The Frozen River
- Author: Ariel Lawhon
- Genre: historical mystery
- Set in: Hallowell, Maine in 1789
- Publisher: Doubleday
- Publication date: 2023
- Pages: 448
- ISBN: 978-0-385-54687-4

= The Frozen River =

2023 novel by Ariel Lawhon

The Frozen River is a historical mystery novel by Ariel Lawhon. The novel is based on the life and writings of the eighteenth-century midwife and healer Martha Ballard, specifically Ballard's role in the trial of Judge Joseph North.

== Plot ==
When the body of a young man is discovered in the frozen Kennebec River in 1789, respected midwife Martha Ballard is called to examine the corpse.

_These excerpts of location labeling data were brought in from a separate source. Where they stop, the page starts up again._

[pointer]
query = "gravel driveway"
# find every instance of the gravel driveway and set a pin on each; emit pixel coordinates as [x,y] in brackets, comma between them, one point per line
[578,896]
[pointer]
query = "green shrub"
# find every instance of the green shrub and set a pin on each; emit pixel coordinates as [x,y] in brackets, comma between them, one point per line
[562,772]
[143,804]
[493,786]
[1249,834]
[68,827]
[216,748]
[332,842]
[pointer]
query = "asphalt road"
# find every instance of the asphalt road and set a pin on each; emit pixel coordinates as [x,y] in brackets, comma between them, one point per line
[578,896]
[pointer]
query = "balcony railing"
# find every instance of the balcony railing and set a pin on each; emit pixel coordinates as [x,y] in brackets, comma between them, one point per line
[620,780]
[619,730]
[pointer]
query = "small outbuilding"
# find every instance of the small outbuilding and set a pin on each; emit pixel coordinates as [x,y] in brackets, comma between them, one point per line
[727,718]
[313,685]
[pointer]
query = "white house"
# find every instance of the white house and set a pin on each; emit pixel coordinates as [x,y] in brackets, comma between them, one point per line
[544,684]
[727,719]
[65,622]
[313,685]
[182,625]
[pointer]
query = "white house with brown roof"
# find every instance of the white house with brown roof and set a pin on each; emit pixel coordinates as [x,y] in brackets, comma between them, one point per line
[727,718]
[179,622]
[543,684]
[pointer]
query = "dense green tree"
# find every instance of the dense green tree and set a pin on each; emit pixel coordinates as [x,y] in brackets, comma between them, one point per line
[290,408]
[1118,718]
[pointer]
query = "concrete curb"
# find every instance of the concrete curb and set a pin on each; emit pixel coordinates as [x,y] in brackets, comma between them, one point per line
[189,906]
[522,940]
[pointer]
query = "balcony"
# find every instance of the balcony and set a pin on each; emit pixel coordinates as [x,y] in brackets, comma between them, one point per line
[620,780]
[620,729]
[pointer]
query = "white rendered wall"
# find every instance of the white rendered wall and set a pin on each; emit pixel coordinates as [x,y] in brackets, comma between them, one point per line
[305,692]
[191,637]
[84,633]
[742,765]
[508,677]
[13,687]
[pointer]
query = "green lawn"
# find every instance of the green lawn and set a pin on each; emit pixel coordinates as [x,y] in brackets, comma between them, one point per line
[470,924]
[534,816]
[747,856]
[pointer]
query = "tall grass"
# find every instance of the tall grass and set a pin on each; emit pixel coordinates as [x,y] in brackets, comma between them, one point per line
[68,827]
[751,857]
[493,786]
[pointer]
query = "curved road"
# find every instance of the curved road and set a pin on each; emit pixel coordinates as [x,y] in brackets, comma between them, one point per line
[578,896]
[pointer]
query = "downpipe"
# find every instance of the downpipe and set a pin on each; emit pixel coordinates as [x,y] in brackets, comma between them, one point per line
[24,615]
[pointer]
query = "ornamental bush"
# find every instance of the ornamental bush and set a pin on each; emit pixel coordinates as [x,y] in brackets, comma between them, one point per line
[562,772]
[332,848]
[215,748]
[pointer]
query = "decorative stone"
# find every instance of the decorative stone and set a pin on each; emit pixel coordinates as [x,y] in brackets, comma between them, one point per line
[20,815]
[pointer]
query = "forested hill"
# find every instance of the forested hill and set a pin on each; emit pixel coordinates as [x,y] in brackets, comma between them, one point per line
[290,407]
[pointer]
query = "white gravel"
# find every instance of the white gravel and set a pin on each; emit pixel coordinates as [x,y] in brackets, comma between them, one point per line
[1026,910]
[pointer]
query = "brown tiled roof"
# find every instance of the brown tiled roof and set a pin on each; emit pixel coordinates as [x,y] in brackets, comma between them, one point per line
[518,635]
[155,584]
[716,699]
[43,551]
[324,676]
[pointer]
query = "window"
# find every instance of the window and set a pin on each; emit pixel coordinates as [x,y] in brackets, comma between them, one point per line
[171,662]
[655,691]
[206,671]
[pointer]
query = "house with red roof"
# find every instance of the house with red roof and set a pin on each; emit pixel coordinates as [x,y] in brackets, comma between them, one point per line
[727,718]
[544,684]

The man is soon identified as Joshua Burgess, who, along with Judge Joseph North, had been accused of sexual assault several months earlier by Rebecca Foster, the wife of the local preacher. Ballard uses details recorded in her diary to investigate Burgess' murder and seek justice for Foster.

== Reception ==
As of January 2026, almost two million copies of The Frozen River had been sold. The novel was a Good Morning America Book Club selection.

== Adaptation ==
In January 2026, Deadline Hollywood reported that Maven Screen Media had optioned the film rights to The Frozen River, with Linda Rosensweig to serve as executive producer.